Customers don't always see it that way, of course, and that's created a serious PR headache for businesses.
Wendy's last month ended up walking back comments about its dynamic pricing plans after consumers were outraged at the notion of a dinner rush making your burger more expensive.
"Wendy's will not implement surge pricing" a spokesperson said at the time. "It was never our plan to raise prices when customers are visiting us the most."
JetBlue this week formally rolled out dynamic pricing for checked bags, which will now run you $35 to $50 depending on when you're flying, my colleague Jordan Valinsky writes. But the change appears to have been implemented for some fliers before the announcement, and of course, people were angry about it.
Meanwhile, Amazon famously uses real-time data to adjust prices every few minutes and no one seems too upset by it.
So why does surge pricing feel like such a scam?
One idea: We're tired.
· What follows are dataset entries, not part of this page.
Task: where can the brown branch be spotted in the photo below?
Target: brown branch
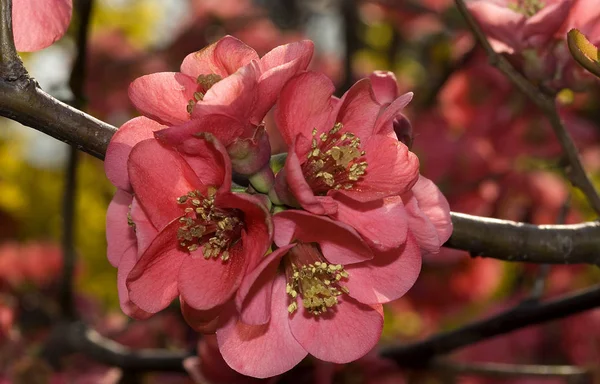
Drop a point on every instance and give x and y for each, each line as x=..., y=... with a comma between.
x=76, y=337
x=545, y=103
x=520, y=242
x=530, y=313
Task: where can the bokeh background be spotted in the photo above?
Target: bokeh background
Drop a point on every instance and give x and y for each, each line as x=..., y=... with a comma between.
x=489, y=150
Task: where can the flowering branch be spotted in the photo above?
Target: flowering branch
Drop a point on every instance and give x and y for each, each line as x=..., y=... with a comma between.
x=545, y=103
x=524, y=315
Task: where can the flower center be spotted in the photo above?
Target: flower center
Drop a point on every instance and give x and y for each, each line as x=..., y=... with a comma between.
x=205, y=82
x=204, y=224
x=527, y=7
x=316, y=281
x=335, y=161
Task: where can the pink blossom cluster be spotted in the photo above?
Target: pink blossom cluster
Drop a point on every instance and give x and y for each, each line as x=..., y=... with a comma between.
x=301, y=260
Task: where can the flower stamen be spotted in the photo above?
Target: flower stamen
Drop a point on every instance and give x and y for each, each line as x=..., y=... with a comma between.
x=335, y=161
x=203, y=224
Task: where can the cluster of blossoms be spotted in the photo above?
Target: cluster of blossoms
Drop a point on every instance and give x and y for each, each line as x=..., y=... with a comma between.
x=533, y=35
x=279, y=258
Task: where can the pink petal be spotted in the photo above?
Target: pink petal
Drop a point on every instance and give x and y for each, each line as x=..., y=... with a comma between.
x=384, y=124
x=428, y=215
x=359, y=110
x=119, y=148
x=152, y=282
x=200, y=321
x=277, y=67
x=500, y=23
x=254, y=295
x=305, y=103
x=163, y=96
x=39, y=23
x=145, y=232
x=262, y=350
x=339, y=243
x=159, y=176
x=206, y=156
x=231, y=102
x=295, y=181
x=392, y=170
x=345, y=333
x=129, y=308
x=119, y=235
x=382, y=223
x=205, y=284
x=388, y=276
x=384, y=86
x=222, y=58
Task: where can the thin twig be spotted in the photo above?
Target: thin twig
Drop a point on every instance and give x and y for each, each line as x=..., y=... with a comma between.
x=420, y=353
x=77, y=82
x=509, y=370
x=520, y=242
x=65, y=296
x=540, y=282
x=547, y=105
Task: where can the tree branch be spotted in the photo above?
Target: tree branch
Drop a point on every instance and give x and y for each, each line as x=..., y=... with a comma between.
x=76, y=337
x=545, y=103
x=420, y=354
x=520, y=242
x=510, y=370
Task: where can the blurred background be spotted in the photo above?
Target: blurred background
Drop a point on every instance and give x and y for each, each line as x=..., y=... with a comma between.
x=489, y=150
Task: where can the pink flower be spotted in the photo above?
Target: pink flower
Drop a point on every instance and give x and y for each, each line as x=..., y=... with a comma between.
x=39, y=23
x=344, y=159
x=173, y=227
x=517, y=25
x=225, y=89
x=319, y=293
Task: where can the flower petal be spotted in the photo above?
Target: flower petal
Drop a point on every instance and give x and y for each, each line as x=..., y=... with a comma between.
x=127, y=306
x=305, y=103
x=359, y=110
x=339, y=243
x=39, y=23
x=382, y=223
x=119, y=235
x=253, y=298
x=205, y=284
x=200, y=321
x=163, y=96
x=385, y=86
x=119, y=148
x=222, y=58
x=159, y=176
x=202, y=151
x=345, y=333
x=392, y=170
x=262, y=350
x=277, y=67
x=152, y=282
x=388, y=276
x=428, y=215
x=385, y=121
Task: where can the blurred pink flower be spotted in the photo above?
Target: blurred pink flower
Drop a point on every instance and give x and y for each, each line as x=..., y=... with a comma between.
x=171, y=220
x=344, y=159
x=39, y=23
x=517, y=25
x=319, y=293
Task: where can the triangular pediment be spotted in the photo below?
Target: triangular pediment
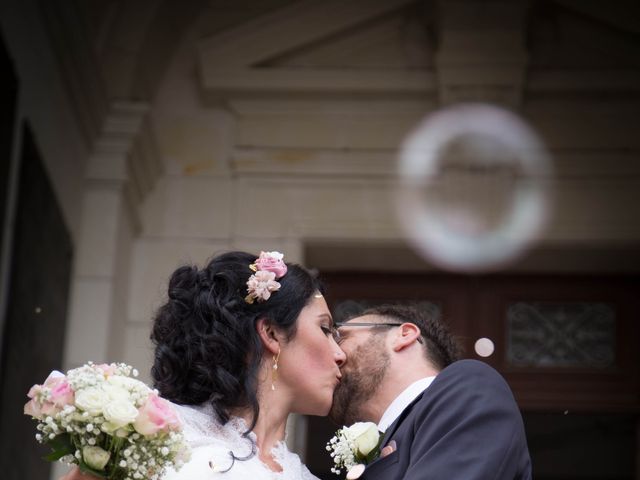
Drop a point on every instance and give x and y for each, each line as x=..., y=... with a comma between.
x=359, y=46
x=396, y=41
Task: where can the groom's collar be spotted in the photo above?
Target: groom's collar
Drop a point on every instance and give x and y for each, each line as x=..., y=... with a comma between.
x=402, y=401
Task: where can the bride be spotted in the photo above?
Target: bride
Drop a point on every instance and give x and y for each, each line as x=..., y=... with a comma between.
x=239, y=345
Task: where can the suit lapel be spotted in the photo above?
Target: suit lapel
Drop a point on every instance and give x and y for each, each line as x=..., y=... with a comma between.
x=394, y=426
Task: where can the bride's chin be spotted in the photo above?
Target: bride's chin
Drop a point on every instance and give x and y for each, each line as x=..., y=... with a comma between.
x=318, y=410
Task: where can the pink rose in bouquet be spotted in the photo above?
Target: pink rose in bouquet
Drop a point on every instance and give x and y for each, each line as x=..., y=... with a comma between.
x=155, y=415
x=111, y=425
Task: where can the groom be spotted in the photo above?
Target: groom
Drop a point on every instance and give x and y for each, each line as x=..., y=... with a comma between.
x=441, y=418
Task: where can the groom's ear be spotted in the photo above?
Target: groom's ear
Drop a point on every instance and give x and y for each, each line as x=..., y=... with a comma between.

Even though inflation has cooled, prices remain high, and that is at least partly because corporations are keeping prices elevated. (Also, suddenly we have to tip everywhere, for everything, and of course we feel bad if we don't because we know service workers are underpaid and they also have to eat so what's a couple of bucks on top of your lunch order if it means this 19-year-old college student with loan debt gets a little extra cash at the end of the day but also wow you did just pay $24 for a salad, girl, you gotta start meal-prepping on Sundays.)
But is dynamic pricing inherently unfair?
Probably not, at least according to Marco Bertini, a professor of marketing at Esade business school in Barcelona.
"What becomes unfair is if there is a perception or a reality of profiteering," Bertini told me. "In and of itself, the idea is not bad. And in fact, we've been doing it for centuries — it's that we do a lot more of it now."
To be clear, it's reasonable to be suspicious of dynamic pricing, especially if it's coming from a company that's well known to obfuscate or tuck unflattering updates into the fine print. Like, I dunno, an airline. Or a bank.
And it's also reasonable to be suspicious of buzzy new AI tech getting jammed into every facet of our lives.
Bertini, who advises companies on dynamic pricing models, says the problem is how badly some businesses bungle the rollout.
"The thing that always surprises me … is how badly they frame it," he said. He advocates for transparency. You have to explain to customers that dynamic pricing means that, over the long run, they're getting something out of it too.
"Yes, you are increasing your margins from certain parts of the customer base, but you're also decreasing prices on other parts of the customer base, which brings in more customers."
It's tempting to think static, or at least steady, prices are the only fair way to go, but playing that out yields even more problems.
Take commercial aviation.
"Because it's such a cutthroat industry, very tight margins, if you didn't have the ability to vary prices by people's willingness to pay, there just would not be airlines," Bertini said. "Now, have they taken this overboard? Most likely. But without some level of dynamism, you wouldn't have an airline."